Ich trinke ganz viel Sekt, obwohl ich eigentlich nicht mehr viel trinke. Irgendwann gehe ich nachhause und lese den Artikel „Die Pseudo-Krise“ von Sven Böttcher. Ich bin betrunken, und so froh, zwei Menschen gefunden zu habe, mit denen ich mich unterhalten kann, und ich muss lachen, während ich den Text lese, ich muss so unglaublich lachen, dass es mich schüttelt. Und dann weine ich über diese Absurdität, dass ich darüber lache.

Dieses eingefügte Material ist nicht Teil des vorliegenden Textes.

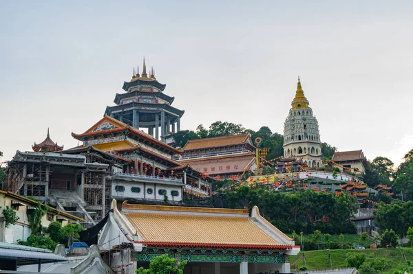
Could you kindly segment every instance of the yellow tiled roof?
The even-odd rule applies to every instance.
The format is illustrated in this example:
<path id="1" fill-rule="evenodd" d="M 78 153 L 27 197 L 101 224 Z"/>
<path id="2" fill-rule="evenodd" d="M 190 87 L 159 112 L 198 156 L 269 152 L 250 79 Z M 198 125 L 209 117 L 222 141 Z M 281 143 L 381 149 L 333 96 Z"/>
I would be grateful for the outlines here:
<path id="1" fill-rule="evenodd" d="M 233 146 L 244 144 L 248 141 L 249 134 L 242 133 L 233 135 L 220 136 L 212 138 L 195 139 L 189 140 L 184 146 L 183 151 L 195 149 L 218 148 L 220 146 Z"/>
<path id="2" fill-rule="evenodd" d="M 110 143 L 102 143 L 102 144 L 96 144 L 93 145 L 93 147 L 96 149 L 98 149 L 100 150 L 103 151 L 116 151 L 116 150 L 122 150 L 128 148 L 137 148 L 138 146 L 134 144 L 131 143 L 127 140 L 123 141 L 112 141 Z"/>
<path id="3" fill-rule="evenodd" d="M 145 242 L 157 243 L 281 246 L 248 215 L 244 216 L 126 212 Z M 222 216 L 223 215 L 223 216 Z"/>

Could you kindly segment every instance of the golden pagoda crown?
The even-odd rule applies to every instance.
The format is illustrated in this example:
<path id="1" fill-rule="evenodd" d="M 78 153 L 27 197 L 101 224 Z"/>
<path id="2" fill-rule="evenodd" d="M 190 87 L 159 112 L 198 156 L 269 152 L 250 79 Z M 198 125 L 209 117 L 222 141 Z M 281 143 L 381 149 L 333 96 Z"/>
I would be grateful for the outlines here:
<path id="1" fill-rule="evenodd" d="M 297 84 L 297 91 L 295 91 L 295 97 L 291 102 L 293 109 L 308 108 L 310 103 L 304 95 L 304 91 L 299 82 L 299 76 L 298 76 L 298 83 Z"/>

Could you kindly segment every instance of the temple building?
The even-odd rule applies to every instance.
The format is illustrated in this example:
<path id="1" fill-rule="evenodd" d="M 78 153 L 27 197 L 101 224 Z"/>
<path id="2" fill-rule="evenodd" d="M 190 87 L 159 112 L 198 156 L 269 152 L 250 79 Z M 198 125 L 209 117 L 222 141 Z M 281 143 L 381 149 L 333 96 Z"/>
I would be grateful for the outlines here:
<path id="1" fill-rule="evenodd" d="M 189 140 L 178 161 L 222 179 L 255 168 L 255 147 L 248 133 Z"/>
<path id="2" fill-rule="evenodd" d="M 321 142 L 318 122 L 309 104 L 299 77 L 295 97 L 284 122 L 284 156 L 300 159 L 309 168 L 317 168 L 322 164 Z"/>
<path id="3" fill-rule="evenodd" d="M 134 69 L 132 79 L 123 84 L 126 93 L 116 94 L 116 105 L 107 106 L 105 114 L 136 129 L 147 128 L 150 135 L 165 141 L 168 133 L 180 130 L 180 117 L 184 112 L 171 106 L 174 98 L 163 93 L 165 87 L 156 80 L 153 69 L 148 76 L 144 58 L 142 75 L 138 67 L 136 71 Z"/>
<path id="4" fill-rule="evenodd" d="M 289 273 L 290 255 L 299 247 L 248 209 L 131 205 L 112 202 L 98 244 L 120 273 L 149 268 L 156 256 L 187 261 L 184 274 Z M 97 233 L 95 232 L 95 233 Z M 116 252 L 114 247 L 123 247 Z"/>
<path id="5" fill-rule="evenodd" d="M 33 151 L 36 152 L 50 152 L 63 150 L 63 146 L 58 146 L 57 143 L 55 144 L 52 141 L 50 135 L 49 135 L 49 128 L 47 128 L 47 136 L 46 137 L 46 139 L 39 144 L 34 143 L 34 145 L 32 146 L 32 148 L 33 148 Z"/>
<path id="6" fill-rule="evenodd" d="M 334 152 L 331 161 L 337 164 L 341 172 L 346 170 L 364 173 L 368 168 L 368 161 L 361 150 L 336 151 Z"/>

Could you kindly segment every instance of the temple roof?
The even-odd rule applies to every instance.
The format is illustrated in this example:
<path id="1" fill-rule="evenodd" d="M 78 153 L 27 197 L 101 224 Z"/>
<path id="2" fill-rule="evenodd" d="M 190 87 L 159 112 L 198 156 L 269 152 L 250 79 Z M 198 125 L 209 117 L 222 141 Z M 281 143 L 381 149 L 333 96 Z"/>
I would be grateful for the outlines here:
<path id="1" fill-rule="evenodd" d="M 299 76 L 298 77 L 298 83 L 297 83 L 297 91 L 295 91 L 295 97 L 294 98 L 294 100 L 293 100 L 293 102 L 291 102 L 291 106 L 293 107 L 293 109 L 297 109 L 299 107 L 308 108 L 308 104 L 310 104 L 310 103 L 308 102 L 308 100 L 306 98 L 306 95 L 304 95 L 304 91 L 303 91 L 303 89 L 301 88 L 301 82 L 299 82 Z"/>
<path id="2" fill-rule="evenodd" d="M 331 161 L 357 161 L 357 160 L 366 160 L 364 153 L 361 150 L 351 150 L 351 151 L 336 151 L 331 158 Z"/>
<path id="3" fill-rule="evenodd" d="M 116 93 L 115 95 L 115 100 L 114 102 L 116 104 L 120 104 L 120 100 L 125 98 L 129 98 L 130 97 L 137 96 L 138 94 L 153 95 L 163 99 L 168 102 L 169 104 L 172 104 L 175 100 L 174 97 L 169 96 L 162 92 L 152 92 L 152 91 L 134 91 L 131 92 L 127 92 L 126 93 Z"/>
<path id="4" fill-rule="evenodd" d="M 49 152 L 52 151 L 63 150 L 63 146 L 58 146 L 57 143 L 54 143 L 53 141 L 52 141 L 49 134 L 49 128 L 47 128 L 47 135 L 46 139 L 45 139 L 43 141 L 39 144 L 34 143 L 34 145 L 32 146 L 32 148 L 33 148 L 33 151 L 36 152 Z"/>
<path id="5" fill-rule="evenodd" d="M 141 243 L 150 246 L 299 250 L 294 241 L 271 225 L 254 207 L 186 207 L 130 205 L 122 214 Z"/>
<path id="6" fill-rule="evenodd" d="M 184 146 L 182 150 L 202 150 L 247 143 L 253 146 L 251 135 L 248 133 L 235 134 L 233 135 L 189 140 Z"/>
<path id="7" fill-rule="evenodd" d="M 151 109 L 162 109 L 166 111 L 169 111 L 171 112 L 172 113 L 176 114 L 177 115 L 179 115 L 179 117 L 181 117 L 185 113 L 185 111 L 181 111 L 179 109 L 176 109 L 176 108 L 175 108 L 168 104 L 165 104 L 165 103 L 164 103 L 164 104 L 151 104 L 151 103 L 137 103 L 136 102 L 129 102 L 129 103 L 125 104 L 118 104 L 118 105 L 112 106 L 106 106 L 106 110 L 105 111 L 105 114 L 110 115 L 110 114 L 114 111 L 123 110 L 123 109 L 127 109 L 127 108 L 133 108 L 134 106 L 138 106 L 138 107 L 143 108 L 143 109 L 152 108 Z"/>
<path id="8" fill-rule="evenodd" d="M 76 134 L 72 133 L 72 136 L 77 139 L 83 141 L 89 137 L 105 135 L 112 135 L 114 133 L 125 133 L 124 134 L 125 135 L 131 134 L 133 136 L 141 138 L 145 140 L 146 141 L 145 144 L 147 143 L 149 146 L 157 146 L 165 150 L 167 150 L 169 154 L 178 154 L 180 152 L 180 150 L 153 138 L 152 135 L 144 133 L 142 130 L 135 128 L 127 124 L 123 123 L 123 122 L 107 115 L 87 130 L 84 133 Z"/>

Ich bin jetzt täglich grüßt das Murmeltier und schwanke zwischen Wut, Hilflosigkeit und Verzweiflung. Ich mache mir Sorgen um meine Tochter. Irgendwie versuche ich, sie dazu zu bringen, ihr von der Schule verordnetes Pensum zu erledigen. Vor allem aber versuche ich, meinem Kind Sicherheit zu vermitteln, Geborgenheit und Vertrauen. Das scheint mir derzeit wichtiger als Bildung.

Meine Tochter ist neun Jahre alt. Ich möchte sie möglichst unbeschadet durch diese Krise begleiten und habe mich entschieden, meine Kraft dafür zu nutzen. Aber auch da merke ich, dass ich alleine bin. Ich bin jetzt immer alleine. Wie es wahrscheinlich eigentlich alle sind. Aber vielleicht merken sie es nicht, weil sie so solidarisch sind?

Ich weiß es nicht und werde es wohl auch nie wissen.

Ich habe den Verdacht, dass sich die meisten Menschen am liebsten auflösen würden in dieser verseuchten Welt. Da rennen sie im Wald um ihr Leben, und aus lauter Angst vor dem Tod hören alle ganz freiwillig und ohne auch nur darüber nachzudenken auf zu leben.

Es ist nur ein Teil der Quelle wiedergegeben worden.